En los barrios bajos de La Victoria, donde el

humo de los hornos de ladrillo se mezcla con el

olor a coca y a miedo, Tito Quispe desaparece

tres días antes del aniversario de la Masacre de

El Frontón. No fue detenido. No fue visto en la

estación de ómnibus. Nadie lo buscó. Solo su

hija, que lleva en la bolsa un pañuelo de lana

tejido con hilos de vicuña y una carta sellada

con cera de abeja.

Tito no era solo curandero. Era el último

guardián de los sueños que traían los migrantes

de Ayacucho, Puno, Huanuco. Cada noche, bajo el

puente de la Avenida Brasil, recibía los temores

de los nuevos limeños: los que no podían dormir

por el eco de las sirenas, los que veían a sus

padres muertos en los espejos, los que gritaban

en quechua sin saberlo. Él los curaba con hojas

de coca, humo de muña, y cantos que no estaban

en los libros del ministerio. Pero cuando el

Ministerio de Salud publicó el “Plan Nacional de

Sueños Sanos”, con máquinas que registraban

ondas cerebrales y cobraban 20 soles por sesión,

Tito se negó. Dijo que esas máquinas no

capturaban el miedo: lo robaban. Lo guardaban en

cajas de acero en el sótano del edificio de la

calle San Martín.

Dos días después, un camión de la Dirección de

Sanidad Mental se llevó su choza. No hubo orden

judicial. Nadie firmó. Solo el sello de la

Dirección General de Control de Enfermedades

Psicosociales, con el logo de un sol inca y una

cruz roja. El mismo sello que, en 1983, se usó

para desaparecer a los que cantaban en quechua

en las plazas.

La hija de Tito, Marisol, no fue a la policía.

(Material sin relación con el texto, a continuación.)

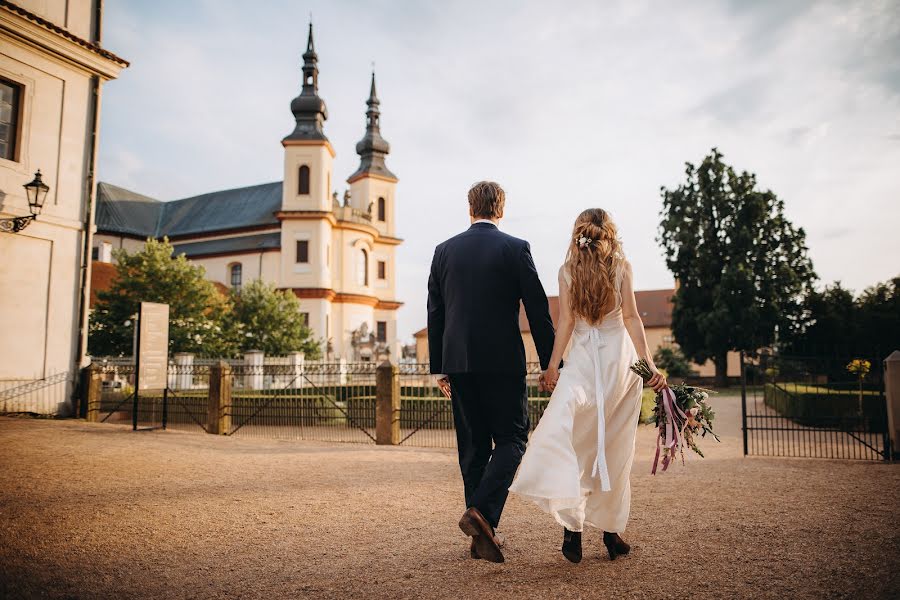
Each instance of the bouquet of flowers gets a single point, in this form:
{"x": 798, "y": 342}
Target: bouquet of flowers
{"x": 681, "y": 414}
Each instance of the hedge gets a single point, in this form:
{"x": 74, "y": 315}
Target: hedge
{"x": 819, "y": 405}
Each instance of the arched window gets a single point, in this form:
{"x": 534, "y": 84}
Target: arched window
{"x": 236, "y": 274}
{"x": 303, "y": 187}
{"x": 362, "y": 268}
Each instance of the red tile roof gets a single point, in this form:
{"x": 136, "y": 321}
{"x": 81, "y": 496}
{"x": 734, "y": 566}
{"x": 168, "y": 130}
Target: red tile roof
{"x": 102, "y": 275}
{"x": 654, "y": 306}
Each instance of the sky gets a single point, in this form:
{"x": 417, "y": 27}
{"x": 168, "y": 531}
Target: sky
{"x": 568, "y": 105}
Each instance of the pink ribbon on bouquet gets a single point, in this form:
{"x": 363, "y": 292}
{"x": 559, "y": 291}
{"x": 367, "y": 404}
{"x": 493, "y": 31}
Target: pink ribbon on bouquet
{"x": 672, "y": 437}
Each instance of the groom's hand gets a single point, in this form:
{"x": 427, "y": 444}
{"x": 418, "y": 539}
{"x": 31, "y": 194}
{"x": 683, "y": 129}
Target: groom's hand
{"x": 444, "y": 385}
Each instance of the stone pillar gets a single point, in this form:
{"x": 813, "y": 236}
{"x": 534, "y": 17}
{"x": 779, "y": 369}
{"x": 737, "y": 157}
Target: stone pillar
{"x": 254, "y": 361}
{"x": 184, "y": 371}
{"x": 92, "y": 393}
{"x": 387, "y": 404}
{"x": 892, "y": 392}
{"x": 218, "y": 419}
{"x": 296, "y": 360}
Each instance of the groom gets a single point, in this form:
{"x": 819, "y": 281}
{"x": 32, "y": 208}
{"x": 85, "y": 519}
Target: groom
{"x": 478, "y": 279}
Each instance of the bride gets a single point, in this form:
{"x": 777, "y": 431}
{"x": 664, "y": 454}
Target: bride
{"x": 578, "y": 460}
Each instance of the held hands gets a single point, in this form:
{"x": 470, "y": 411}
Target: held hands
{"x": 548, "y": 379}
{"x": 657, "y": 381}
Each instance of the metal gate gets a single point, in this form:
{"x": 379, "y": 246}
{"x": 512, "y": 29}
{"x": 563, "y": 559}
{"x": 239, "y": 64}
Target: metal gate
{"x": 807, "y": 406}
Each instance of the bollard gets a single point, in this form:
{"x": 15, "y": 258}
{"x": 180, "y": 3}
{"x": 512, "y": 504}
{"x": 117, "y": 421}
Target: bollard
{"x": 387, "y": 404}
{"x": 92, "y": 393}
{"x": 892, "y": 395}
{"x": 219, "y": 416}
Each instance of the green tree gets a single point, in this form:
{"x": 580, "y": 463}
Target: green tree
{"x": 674, "y": 362}
{"x": 264, "y": 318}
{"x": 742, "y": 267}
{"x": 879, "y": 316}
{"x": 152, "y": 275}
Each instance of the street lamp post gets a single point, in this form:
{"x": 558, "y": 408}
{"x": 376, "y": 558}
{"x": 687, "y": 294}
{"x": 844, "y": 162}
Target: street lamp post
{"x": 36, "y": 190}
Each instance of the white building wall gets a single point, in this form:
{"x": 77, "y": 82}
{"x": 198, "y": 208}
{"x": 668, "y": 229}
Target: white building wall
{"x": 40, "y": 270}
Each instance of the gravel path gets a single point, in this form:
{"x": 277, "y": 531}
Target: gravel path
{"x": 98, "y": 511}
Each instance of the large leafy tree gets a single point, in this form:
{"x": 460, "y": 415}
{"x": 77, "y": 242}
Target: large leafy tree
{"x": 267, "y": 319}
{"x": 742, "y": 268}
{"x": 196, "y": 307}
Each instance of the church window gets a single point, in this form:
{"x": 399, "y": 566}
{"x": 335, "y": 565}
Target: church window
{"x": 303, "y": 178}
{"x": 302, "y": 251}
{"x": 236, "y": 275}
{"x": 10, "y": 98}
{"x": 362, "y": 268}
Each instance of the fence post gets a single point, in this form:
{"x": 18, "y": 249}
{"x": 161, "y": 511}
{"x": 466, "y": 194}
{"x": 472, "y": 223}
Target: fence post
{"x": 387, "y": 404}
{"x": 219, "y": 417}
{"x": 92, "y": 393}
{"x": 892, "y": 395}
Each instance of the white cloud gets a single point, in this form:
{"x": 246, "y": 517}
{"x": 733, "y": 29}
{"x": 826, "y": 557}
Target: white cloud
{"x": 568, "y": 106}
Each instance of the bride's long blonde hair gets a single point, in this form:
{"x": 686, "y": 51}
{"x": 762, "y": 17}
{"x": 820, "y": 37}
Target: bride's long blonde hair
{"x": 593, "y": 261}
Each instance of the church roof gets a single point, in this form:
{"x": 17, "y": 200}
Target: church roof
{"x": 126, "y": 212}
{"x": 244, "y": 243}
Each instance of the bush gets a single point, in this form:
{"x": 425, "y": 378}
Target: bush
{"x": 673, "y": 362}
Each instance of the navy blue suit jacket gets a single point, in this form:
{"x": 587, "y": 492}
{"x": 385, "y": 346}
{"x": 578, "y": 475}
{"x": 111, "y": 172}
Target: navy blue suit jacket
{"x": 478, "y": 278}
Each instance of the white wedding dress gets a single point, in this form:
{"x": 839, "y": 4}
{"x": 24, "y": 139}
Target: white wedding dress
{"x": 579, "y": 457}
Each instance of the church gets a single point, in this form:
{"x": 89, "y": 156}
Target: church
{"x": 337, "y": 255}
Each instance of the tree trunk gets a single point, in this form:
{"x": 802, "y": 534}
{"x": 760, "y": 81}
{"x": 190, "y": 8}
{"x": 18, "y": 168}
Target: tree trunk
{"x": 721, "y": 362}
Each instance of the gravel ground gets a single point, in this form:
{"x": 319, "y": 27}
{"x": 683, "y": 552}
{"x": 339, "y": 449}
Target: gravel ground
{"x": 98, "y": 511}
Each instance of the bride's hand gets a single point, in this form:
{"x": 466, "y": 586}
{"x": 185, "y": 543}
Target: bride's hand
{"x": 658, "y": 381}
{"x": 550, "y": 377}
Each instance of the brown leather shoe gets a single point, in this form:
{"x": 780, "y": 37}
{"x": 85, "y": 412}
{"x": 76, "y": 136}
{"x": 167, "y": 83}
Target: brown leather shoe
{"x": 499, "y": 537}
{"x": 484, "y": 543}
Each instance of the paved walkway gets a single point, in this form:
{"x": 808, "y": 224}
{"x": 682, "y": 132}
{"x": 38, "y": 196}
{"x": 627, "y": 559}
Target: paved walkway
{"x": 98, "y": 511}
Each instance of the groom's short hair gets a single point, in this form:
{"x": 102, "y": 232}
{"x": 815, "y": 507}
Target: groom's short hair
{"x": 486, "y": 200}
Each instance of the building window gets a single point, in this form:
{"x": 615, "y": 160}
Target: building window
{"x": 302, "y": 251}
{"x": 236, "y": 274}
{"x": 304, "y": 180}
{"x": 362, "y": 268}
{"x": 10, "y": 99}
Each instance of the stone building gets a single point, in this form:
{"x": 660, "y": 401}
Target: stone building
{"x": 52, "y": 71}
{"x": 336, "y": 254}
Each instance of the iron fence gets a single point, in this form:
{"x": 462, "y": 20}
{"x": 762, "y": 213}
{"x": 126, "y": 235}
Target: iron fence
{"x": 813, "y": 407}
{"x": 182, "y": 405}
{"x": 332, "y": 402}
{"x": 426, "y": 415}
{"x": 283, "y": 399}
{"x": 46, "y": 396}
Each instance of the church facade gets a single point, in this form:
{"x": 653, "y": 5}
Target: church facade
{"x": 337, "y": 255}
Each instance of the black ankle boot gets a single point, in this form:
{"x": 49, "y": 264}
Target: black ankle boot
{"x": 615, "y": 545}
{"x": 572, "y": 545}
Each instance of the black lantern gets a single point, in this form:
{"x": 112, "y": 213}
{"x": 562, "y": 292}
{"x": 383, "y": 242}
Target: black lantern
{"x": 37, "y": 193}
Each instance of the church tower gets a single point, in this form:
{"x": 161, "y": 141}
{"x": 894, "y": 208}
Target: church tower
{"x": 372, "y": 185}
{"x": 308, "y": 155}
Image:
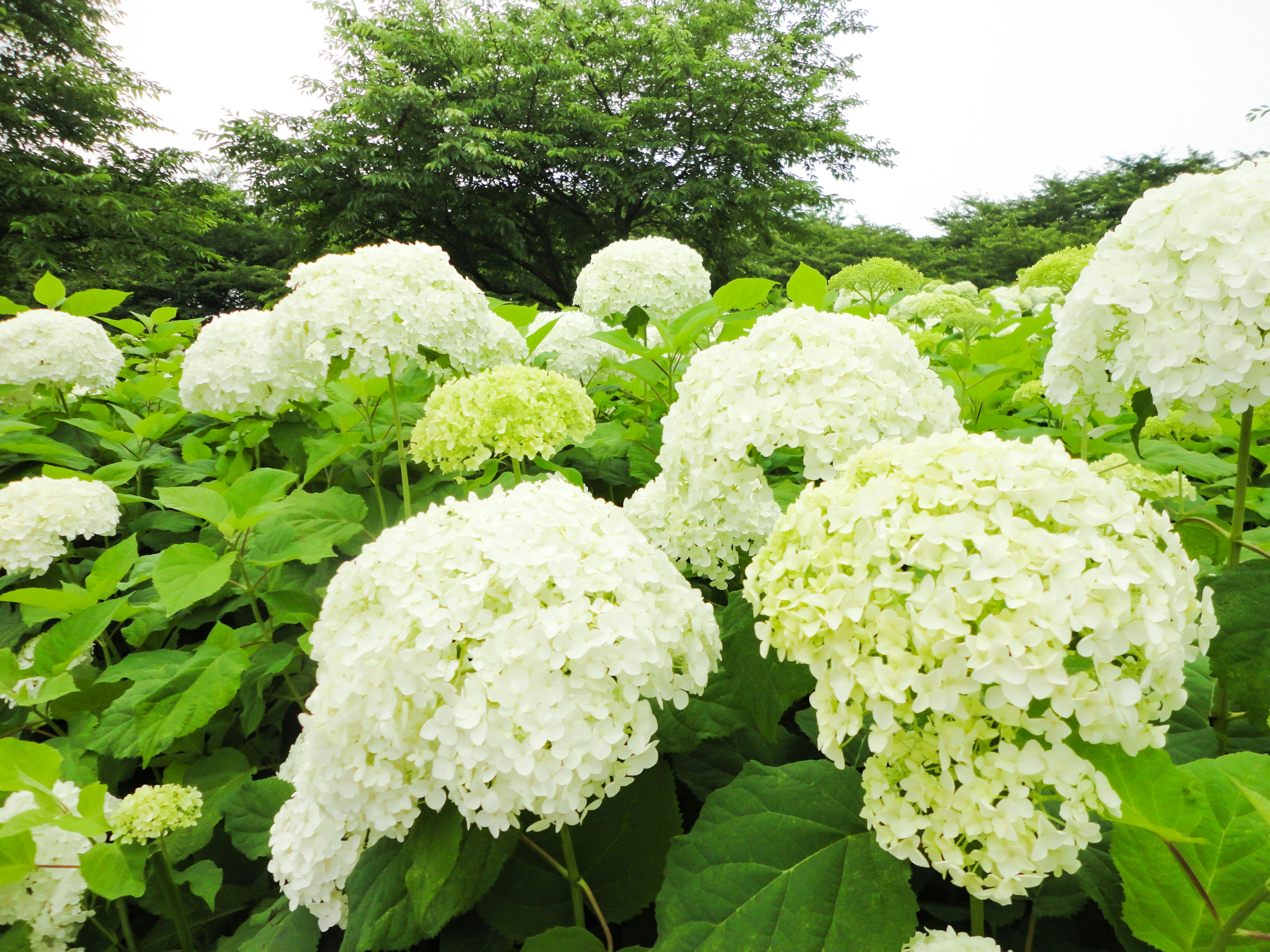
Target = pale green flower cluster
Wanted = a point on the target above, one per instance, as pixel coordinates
(511, 411)
(149, 813)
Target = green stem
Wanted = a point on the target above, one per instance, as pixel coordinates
(1241, 485)
(397, 420)
(163, 871)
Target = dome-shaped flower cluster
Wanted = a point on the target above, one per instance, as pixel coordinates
(392, 300)
(500, 654)
(514, 411)
(59, 349)
(37, 515)
(826, 382)
(659, 275)
(50, 899)
(1174, 300)
(242, 365)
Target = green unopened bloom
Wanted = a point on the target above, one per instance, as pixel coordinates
(511, 411)
(149, 813)
(1058, 270)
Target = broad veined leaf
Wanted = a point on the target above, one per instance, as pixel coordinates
(780, 858)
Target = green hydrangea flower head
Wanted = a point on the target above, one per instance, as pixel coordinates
(1058, 270)
(510, 411)
(148, 813)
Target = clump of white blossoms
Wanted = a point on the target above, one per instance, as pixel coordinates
(50, 899)
(501, 654)
(826, 382)
(1174, 300)
(515, 412)
(39, 515)
(58, 349)
(240, 365)
(149, 813)
(390, 300)
(659, 275)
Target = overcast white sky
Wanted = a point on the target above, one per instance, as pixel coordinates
(978, 97)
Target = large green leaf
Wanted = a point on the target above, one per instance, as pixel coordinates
(780, 860)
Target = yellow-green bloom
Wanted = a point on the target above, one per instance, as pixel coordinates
(511, 411)
(149, 813)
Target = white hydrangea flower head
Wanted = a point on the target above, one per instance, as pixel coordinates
(51, 899)
(958, 793)
(60, 349)
(659, 275)
(827, 382)
(966, 565)
(501, 654)
(1174, 300)
(242, 365)
(578, 355)
(40, 513)
(390, 300)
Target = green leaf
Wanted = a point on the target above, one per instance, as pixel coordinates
(115, 870)
(807, 287)
(190, 572)
(620, 849)
(249, 814)
(49, 291)
(782, 860)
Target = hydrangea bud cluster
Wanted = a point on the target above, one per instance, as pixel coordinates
(392, 300)
(59, 349)
(826, 382)
(659, 275)
(242, 365)
(500, 654)
(512, 411)
(50, 899)
(1174, 300)
(39, 515)
(149, 813)
(958, 586)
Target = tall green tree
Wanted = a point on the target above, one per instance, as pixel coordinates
(525, 136)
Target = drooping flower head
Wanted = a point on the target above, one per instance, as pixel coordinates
(242, 365)
(149, 813)
(659, 275)
(58, 349)
(500, 654)
(392, 300)
(40, 513)
(1174, 300)
(828, 384)
(512, 411)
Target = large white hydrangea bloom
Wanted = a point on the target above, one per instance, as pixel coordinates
(390, 300)
(242, 365)
(500, 654)
(49, 899)
(37, 515)
(59, 349)
(659, 275)
(827, 382)
(1174, 300)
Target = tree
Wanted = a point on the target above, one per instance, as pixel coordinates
(525, 136)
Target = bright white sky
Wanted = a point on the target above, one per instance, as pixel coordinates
(978, 97)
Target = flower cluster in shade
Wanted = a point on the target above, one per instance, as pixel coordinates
(501, 654)
(1174, 300)
(960, 589)
(40, 513)
(58, 349)
(50, 899)
(1058, 270)
(659, 275)
(514, 411)
(826, 382)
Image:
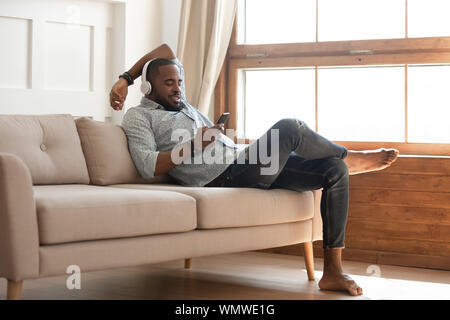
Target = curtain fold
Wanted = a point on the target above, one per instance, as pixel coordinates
(204, 35)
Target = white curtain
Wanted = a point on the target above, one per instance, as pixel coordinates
(204, 35)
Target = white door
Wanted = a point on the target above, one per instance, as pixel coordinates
(57, 56)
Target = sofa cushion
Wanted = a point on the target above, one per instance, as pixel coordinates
(69, 213)
(108, 160)
(48, 144)
(242, 207)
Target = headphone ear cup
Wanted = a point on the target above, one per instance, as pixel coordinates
(146, 87)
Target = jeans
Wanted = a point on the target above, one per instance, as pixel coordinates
(307, 161)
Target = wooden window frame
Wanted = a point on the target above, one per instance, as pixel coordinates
(405, 51)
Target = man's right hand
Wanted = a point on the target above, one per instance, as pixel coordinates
(118, 94)
(203, 136)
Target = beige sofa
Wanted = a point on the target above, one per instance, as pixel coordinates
(70, 195)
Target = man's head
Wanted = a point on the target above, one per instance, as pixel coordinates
(165, 78)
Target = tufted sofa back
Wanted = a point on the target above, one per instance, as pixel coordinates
(48, 144)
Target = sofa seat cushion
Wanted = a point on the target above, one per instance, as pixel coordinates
(241, 207)
(68, 213)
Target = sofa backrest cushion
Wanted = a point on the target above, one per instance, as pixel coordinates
(48, 144)
(107, 156)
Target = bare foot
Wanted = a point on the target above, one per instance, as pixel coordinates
(339, 282)
(370, 160)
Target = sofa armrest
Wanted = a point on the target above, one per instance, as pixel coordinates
(19, 239)
(317, 219)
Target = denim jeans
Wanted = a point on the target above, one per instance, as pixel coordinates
(307, 161)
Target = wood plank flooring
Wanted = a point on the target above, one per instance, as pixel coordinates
(249, 275)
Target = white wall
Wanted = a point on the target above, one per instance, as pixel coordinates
(142, 34)
(117, 37)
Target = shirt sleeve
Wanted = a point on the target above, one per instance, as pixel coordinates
(141, 143)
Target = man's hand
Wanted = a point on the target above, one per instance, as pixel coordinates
(118, 94)
(203, 135)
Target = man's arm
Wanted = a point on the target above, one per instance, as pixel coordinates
(163, 51)
(119, 90)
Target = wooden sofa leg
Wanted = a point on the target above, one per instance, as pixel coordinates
(14, 290)
(309, 259)
(187, 263)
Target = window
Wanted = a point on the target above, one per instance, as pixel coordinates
(359, 72)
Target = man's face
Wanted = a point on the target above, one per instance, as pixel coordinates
(166, 87)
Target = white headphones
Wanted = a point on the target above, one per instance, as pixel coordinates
(146, 87)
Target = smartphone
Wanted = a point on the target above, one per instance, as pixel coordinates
(223, 118)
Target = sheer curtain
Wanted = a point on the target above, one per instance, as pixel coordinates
(205, 31)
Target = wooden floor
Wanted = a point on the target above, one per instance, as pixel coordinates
(250, 275)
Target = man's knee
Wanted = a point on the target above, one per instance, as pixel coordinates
(338, 169)
(289, 126)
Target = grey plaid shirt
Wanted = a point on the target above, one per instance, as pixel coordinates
(149, 129)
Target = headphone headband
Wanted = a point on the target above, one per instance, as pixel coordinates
(146, 87)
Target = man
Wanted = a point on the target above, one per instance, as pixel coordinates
(306, 160)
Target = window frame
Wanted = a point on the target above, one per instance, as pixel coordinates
(351, 53)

Fue al Archivo Municipal de Lince, donde los

viejos guardan las leyes que nadie recuerda.

Allí encontró el decreto supremo N.º 1284, de

1979: “Quien altere, extraiga o comercialice los

sueños de los que provienen de los pueblos

andinos, será privado del derecho a dormir por

el resto de su vida”. Nadie lo aplicó. Nadie lo

leyó. Pero Marisol lo leyó en voz baja, sin que

nadie la escuchara.

Esa noche, todos los funcionarios del Ministerio

de Salud que firmaron el plan de sueños sanos se

levantaron a las 3:17 a.m. Sin cansancio. Sin

sueño. Se sentaron en sus sillas, con los ojos

abiertos, mirando el techo. Algunos lloraron sin

lágrimas. Otros gritaron sin voz. Uno se mordió

la lengua hasta sangrar, y nunca más pudo tragar.

Nadie supo por qué. Nadie lo investigó. El

ministerio cerró sus máquinas. Las cajas de

acero desaparecieron. El edificio fue sellado

con ladrillos de tierra y ramas de quinoa.

Marisol no volvió a ver a su padre. Pero cada

noche, al caer el sol, alguien deja un pañuelo

de lana en la puerta del ministerio. Y en la

calle, los migrantes dicen que si duermes bajo

el puente de la Avenida Brasil, aún escuchas el

canto de Tito. No en quechua. No en español. En

el silencio que viene antes del sueño.